India, Pakistan threatened to fire 'missiles' at each other
Story Code : 783885
Government sources in New Delhi and Islamabad said India at one stage threatened to fire at least six missiles at Pakistan which pledged to respond with its own missile strikes “three times over.”
The exchanges, however, did not get beyond threats and there was no indication that the missiles involved were anything more than conventional weapons, the sources said.
A Pakistani government minister and a Western diplomat in Islamabad confirmed a specific Indian threat to use six missiles on targets inside Pakistan.
The minister said Indian and Pakistani intelligence agencies “were communicating with each other during the fight, and even now they are communicating with each other.”

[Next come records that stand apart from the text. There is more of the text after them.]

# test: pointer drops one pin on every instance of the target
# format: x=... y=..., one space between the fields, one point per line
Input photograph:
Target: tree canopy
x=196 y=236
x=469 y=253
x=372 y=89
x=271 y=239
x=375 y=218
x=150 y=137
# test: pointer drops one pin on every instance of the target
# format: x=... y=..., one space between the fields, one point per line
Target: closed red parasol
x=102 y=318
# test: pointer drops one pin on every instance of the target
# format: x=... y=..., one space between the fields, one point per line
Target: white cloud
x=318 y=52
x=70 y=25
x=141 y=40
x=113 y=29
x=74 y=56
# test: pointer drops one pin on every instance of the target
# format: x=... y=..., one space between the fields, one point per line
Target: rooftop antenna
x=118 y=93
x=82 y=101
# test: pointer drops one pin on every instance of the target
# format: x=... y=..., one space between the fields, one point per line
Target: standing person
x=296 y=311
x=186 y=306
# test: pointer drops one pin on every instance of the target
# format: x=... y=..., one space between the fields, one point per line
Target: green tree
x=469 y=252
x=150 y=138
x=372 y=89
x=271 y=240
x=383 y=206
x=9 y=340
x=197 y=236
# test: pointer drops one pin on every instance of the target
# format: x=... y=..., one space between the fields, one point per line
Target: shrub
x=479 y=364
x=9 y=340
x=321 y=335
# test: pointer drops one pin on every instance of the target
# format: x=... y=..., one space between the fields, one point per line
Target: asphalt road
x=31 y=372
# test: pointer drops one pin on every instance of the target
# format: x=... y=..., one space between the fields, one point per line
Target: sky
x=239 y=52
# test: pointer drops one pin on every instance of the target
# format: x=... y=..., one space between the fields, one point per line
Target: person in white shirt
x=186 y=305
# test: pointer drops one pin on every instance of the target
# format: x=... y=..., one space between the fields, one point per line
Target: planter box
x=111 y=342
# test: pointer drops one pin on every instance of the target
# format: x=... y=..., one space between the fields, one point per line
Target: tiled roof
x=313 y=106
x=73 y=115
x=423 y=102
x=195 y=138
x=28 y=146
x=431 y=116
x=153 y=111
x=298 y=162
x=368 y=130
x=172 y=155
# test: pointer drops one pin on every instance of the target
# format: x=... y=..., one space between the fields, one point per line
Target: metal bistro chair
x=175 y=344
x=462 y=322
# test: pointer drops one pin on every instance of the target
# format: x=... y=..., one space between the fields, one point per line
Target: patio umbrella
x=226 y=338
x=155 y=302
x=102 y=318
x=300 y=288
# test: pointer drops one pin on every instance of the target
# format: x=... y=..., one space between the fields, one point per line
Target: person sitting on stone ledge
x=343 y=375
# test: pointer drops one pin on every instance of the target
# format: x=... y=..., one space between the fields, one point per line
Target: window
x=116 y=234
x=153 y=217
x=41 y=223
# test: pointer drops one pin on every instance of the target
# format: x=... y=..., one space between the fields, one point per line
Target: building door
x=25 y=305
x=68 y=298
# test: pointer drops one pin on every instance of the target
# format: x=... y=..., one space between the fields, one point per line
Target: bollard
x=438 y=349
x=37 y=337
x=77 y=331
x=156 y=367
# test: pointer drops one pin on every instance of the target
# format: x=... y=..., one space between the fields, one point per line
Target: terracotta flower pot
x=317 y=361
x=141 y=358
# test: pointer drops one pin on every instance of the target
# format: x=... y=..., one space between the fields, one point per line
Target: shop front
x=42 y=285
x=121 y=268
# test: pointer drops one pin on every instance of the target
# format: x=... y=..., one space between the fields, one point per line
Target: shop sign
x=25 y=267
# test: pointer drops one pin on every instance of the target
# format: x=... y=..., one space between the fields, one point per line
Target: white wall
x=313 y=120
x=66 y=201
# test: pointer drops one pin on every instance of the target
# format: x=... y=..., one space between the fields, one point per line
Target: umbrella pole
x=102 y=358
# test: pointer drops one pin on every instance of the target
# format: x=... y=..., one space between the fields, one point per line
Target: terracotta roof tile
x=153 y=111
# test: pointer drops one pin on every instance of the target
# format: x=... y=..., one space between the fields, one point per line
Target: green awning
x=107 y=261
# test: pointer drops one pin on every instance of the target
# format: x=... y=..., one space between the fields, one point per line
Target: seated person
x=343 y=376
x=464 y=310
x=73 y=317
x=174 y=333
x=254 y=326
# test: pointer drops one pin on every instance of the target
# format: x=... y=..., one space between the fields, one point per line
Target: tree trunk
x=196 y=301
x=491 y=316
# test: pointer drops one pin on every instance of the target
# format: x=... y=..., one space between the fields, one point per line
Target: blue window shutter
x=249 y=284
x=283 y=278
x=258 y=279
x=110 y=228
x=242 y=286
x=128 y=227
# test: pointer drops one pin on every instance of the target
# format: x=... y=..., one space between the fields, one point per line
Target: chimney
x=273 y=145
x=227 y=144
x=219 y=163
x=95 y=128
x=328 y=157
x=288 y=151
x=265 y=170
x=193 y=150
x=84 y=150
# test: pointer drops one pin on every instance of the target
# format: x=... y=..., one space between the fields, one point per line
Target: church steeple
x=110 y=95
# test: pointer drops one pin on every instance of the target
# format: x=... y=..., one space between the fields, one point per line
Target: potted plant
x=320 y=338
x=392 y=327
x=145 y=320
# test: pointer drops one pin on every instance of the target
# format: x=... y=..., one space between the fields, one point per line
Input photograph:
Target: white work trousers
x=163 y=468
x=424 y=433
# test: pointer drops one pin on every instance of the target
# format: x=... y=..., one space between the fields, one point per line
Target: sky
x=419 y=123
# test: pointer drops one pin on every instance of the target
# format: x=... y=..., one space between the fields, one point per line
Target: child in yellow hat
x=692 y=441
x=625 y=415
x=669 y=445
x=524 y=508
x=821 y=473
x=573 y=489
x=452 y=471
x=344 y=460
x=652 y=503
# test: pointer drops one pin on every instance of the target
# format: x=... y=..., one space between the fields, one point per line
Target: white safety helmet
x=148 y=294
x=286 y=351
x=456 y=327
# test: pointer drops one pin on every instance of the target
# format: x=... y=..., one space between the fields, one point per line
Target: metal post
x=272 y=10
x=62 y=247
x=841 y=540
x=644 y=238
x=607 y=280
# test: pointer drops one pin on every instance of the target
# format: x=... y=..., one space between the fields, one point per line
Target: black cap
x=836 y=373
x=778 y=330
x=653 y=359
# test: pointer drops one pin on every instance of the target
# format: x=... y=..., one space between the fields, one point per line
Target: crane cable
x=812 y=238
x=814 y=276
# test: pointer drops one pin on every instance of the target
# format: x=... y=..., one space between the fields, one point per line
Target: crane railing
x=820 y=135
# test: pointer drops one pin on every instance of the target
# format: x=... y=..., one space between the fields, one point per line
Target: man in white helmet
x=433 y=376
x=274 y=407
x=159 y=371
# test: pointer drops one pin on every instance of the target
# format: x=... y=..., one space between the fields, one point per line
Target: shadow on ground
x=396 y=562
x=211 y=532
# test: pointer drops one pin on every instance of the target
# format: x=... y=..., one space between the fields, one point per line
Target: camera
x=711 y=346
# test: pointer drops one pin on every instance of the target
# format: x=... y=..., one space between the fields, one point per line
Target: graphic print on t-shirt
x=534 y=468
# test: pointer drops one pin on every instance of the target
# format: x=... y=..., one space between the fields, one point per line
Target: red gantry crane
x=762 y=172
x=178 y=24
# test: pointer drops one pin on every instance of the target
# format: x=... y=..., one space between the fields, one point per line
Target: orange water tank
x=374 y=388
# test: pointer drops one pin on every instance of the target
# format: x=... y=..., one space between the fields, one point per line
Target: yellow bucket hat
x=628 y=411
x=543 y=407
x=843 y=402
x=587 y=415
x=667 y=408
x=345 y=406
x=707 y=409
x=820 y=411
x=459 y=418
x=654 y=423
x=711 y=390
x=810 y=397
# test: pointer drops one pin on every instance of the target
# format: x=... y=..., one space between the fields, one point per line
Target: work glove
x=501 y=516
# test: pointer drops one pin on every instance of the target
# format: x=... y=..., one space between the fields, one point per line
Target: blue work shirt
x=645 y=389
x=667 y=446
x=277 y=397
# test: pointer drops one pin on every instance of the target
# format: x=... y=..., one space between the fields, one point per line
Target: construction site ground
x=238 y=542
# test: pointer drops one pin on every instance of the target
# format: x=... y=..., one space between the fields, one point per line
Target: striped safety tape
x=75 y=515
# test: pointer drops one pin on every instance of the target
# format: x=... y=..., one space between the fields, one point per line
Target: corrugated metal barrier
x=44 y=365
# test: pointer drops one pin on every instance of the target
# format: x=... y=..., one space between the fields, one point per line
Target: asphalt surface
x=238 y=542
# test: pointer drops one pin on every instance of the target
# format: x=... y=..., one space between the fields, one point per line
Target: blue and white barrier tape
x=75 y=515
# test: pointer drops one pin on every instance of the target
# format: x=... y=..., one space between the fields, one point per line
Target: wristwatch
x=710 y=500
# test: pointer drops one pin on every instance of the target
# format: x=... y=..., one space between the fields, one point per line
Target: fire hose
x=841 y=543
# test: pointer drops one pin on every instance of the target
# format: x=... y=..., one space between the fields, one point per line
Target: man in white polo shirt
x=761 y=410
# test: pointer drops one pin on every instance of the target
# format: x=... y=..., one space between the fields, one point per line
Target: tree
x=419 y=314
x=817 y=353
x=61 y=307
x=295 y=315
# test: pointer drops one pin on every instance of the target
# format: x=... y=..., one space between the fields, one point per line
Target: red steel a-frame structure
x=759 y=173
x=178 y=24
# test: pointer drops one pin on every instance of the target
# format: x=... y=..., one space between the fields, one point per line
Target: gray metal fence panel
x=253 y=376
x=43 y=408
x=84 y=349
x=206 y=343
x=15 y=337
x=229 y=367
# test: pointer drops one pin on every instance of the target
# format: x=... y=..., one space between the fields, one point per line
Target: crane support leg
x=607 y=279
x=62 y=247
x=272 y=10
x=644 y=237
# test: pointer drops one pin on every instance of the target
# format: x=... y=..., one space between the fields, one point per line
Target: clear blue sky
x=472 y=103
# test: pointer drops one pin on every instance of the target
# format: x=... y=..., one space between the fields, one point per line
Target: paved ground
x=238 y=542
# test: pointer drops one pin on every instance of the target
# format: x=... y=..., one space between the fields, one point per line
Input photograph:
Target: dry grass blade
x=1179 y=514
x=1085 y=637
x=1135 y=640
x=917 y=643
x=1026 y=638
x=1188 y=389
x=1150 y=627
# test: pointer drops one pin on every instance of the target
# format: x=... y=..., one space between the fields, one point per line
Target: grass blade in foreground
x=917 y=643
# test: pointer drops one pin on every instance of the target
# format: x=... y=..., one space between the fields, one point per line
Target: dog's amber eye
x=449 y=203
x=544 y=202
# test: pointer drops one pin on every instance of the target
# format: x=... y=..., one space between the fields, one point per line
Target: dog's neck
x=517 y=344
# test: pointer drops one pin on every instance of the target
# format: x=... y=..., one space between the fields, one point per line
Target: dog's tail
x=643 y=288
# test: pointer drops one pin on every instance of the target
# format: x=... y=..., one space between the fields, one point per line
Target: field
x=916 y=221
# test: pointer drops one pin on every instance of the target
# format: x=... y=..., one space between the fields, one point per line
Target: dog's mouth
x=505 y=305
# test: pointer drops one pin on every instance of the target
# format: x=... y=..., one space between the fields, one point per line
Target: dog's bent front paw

Pakistan said it would counter any Indian missile attacks with many more launches of its own, the minister told Reuters, speaking on condition of anonymity.
“We said if you will fire one missile, we will fire three. Whatever India will do, we will respond three times to that,” the Pakistani minister said.
The Pakistani minister also hailed the role of China and certain other countries in mediating to ease tensions between New Delhi and Islamabad.
India has also said it was in touch with major powers during the conflict, without providing further details.
The tensions soared following a car bombing that killed at least 40 Indian paramilitary forces in Indian-controlled Kashmir on February 14. India accused the main Pakistani intelligence agency of involvement and vowed retaliation.
The tensions then reached a peak after India said it had conducted “preemptive” airstrikes against what it described as a militant training camp in Pakistan’s Balakot.
Days later, the Pakistani military captured an Indian pilot after shooting down his MiG-21 fighter jet, which Islamabad said had violated its airspace.
The flare-up between the two arch-foes appeared to be easing after Pakistan handed back Wing Commander Abhinandan Varthaman, whose return was meant to be a goodwill gesture toward India.
Kashmir has been split between India and Pakistan since partition in 1947. Both countries claim all of Kashmir and have fought three wars over the territory.
Indian troops are in constant clashes with armed groups seeking Kashmir’s independence or its merger with Pakistan. India regularly accuses Pakistan of arming and training militants and allowing them across the restive frontier in an attempt to launch attacks. Pakistan strongly denies the allegation.